Functions
AI Assistant

Gradient Descent

Roll downhill to find the minimum — the engine of machine learning

Gradient descent finds the minimum of a function by repeatedly stepping in the direction of steepest descent. The gradient (derivative) tells you which way is "downhill," and the learning rate controls how big each step is.

The graph shows f(x) = x⁴ − 3x² + 2, which has two valleys (local minima). Starting from a point, the algorithm follows the slope downhill, step by step, until it reaches a valley.

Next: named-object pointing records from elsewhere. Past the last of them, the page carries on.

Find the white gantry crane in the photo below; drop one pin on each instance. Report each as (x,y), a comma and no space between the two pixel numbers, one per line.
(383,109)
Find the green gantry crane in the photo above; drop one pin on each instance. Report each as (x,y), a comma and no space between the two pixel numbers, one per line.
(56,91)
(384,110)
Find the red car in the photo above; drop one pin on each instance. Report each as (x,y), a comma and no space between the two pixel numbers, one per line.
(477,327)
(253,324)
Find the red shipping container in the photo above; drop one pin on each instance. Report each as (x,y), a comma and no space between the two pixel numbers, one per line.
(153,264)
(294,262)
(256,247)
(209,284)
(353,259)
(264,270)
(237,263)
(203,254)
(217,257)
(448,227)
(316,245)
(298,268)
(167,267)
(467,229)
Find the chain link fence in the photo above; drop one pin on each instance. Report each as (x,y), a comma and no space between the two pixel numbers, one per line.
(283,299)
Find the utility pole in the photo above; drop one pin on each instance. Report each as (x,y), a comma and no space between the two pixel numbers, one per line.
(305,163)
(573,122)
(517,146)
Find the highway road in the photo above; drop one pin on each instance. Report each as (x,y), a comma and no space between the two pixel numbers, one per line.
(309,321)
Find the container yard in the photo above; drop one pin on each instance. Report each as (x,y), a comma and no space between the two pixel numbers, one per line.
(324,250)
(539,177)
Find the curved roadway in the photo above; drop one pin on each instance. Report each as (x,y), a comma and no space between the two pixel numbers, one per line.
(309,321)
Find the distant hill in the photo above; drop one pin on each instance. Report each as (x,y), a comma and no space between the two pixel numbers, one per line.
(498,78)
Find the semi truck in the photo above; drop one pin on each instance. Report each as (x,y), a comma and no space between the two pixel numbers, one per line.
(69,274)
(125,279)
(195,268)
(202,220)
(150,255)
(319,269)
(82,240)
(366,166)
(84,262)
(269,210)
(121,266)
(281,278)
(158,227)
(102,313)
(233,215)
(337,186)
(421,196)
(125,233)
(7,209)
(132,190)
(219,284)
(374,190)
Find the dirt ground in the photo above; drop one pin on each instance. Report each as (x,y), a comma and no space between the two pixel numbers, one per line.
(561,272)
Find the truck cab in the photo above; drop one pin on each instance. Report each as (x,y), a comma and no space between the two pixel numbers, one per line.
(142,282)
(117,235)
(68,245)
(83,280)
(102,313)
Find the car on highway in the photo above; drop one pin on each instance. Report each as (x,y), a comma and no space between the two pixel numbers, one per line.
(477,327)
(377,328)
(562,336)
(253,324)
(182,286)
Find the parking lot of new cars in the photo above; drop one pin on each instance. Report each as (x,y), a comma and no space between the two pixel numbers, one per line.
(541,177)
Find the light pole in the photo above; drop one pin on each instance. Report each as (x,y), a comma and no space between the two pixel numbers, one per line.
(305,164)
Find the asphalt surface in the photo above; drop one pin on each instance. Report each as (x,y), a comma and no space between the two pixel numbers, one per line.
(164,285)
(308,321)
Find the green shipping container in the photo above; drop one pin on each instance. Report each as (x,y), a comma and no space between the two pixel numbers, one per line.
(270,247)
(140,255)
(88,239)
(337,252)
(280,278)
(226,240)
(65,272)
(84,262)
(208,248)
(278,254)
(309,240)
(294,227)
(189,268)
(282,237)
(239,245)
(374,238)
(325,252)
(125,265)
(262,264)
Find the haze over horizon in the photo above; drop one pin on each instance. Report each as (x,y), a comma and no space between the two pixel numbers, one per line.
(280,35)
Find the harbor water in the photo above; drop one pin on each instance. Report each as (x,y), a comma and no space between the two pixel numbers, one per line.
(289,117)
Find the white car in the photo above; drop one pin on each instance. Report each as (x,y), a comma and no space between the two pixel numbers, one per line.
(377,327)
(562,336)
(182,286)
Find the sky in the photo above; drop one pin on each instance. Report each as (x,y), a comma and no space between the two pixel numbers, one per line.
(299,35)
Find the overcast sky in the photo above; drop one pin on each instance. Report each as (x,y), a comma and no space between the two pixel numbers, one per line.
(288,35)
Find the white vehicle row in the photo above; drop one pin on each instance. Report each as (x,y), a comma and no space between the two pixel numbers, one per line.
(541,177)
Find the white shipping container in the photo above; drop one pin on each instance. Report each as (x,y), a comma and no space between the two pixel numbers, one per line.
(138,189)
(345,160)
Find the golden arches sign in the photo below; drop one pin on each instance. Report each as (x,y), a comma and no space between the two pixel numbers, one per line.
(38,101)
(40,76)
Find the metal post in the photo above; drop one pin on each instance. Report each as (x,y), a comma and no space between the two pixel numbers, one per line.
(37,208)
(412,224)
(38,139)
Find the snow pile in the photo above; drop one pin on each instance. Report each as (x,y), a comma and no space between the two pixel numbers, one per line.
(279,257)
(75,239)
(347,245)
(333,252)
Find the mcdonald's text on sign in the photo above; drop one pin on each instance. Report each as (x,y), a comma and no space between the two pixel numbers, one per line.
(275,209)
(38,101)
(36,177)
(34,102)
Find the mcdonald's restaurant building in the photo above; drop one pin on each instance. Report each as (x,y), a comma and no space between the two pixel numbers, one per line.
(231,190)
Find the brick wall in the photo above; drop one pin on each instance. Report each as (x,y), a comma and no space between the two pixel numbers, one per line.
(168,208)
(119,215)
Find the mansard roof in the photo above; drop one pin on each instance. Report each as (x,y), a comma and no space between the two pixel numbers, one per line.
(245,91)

This is exactly how neural networks learn — they "roll downhill" on a loss landscape.

Ask the AI "Start at x = 2 and descend" or "What happens with a large learning rate?"

Graph

FAQ

What is gradient descent?
An optimization algorithm that finds function minima by iterating: x_{n+1} = x_n − α · f'(x_n), where α is the learning rate. At each step, you move in the direction opposite to the gradient (downhill).
What is the learning rate?
The learning rate α controls step size. Too small: slow convergence, many steps needed. Too large: you overshoot the minimum and may diverge. Finding the right learning rate is a key challenge in machine learning.
What is the difference between local and global minimum?
A local minimum is a valley that's lower than its immediate surroundings but may not be the absolute lowest point. A global minimum is the lowest point overall. Gradient descent can get stuck in local minima — it only sees the local slope.
How is this used in machine learning?
Neural networks have a "loss function" that measures prediction error. Gradient descent adjusts the model's parameters to minimize this loss — literally rolling downhill on a high-dimensional landscape. Every AI model you use was trained this way.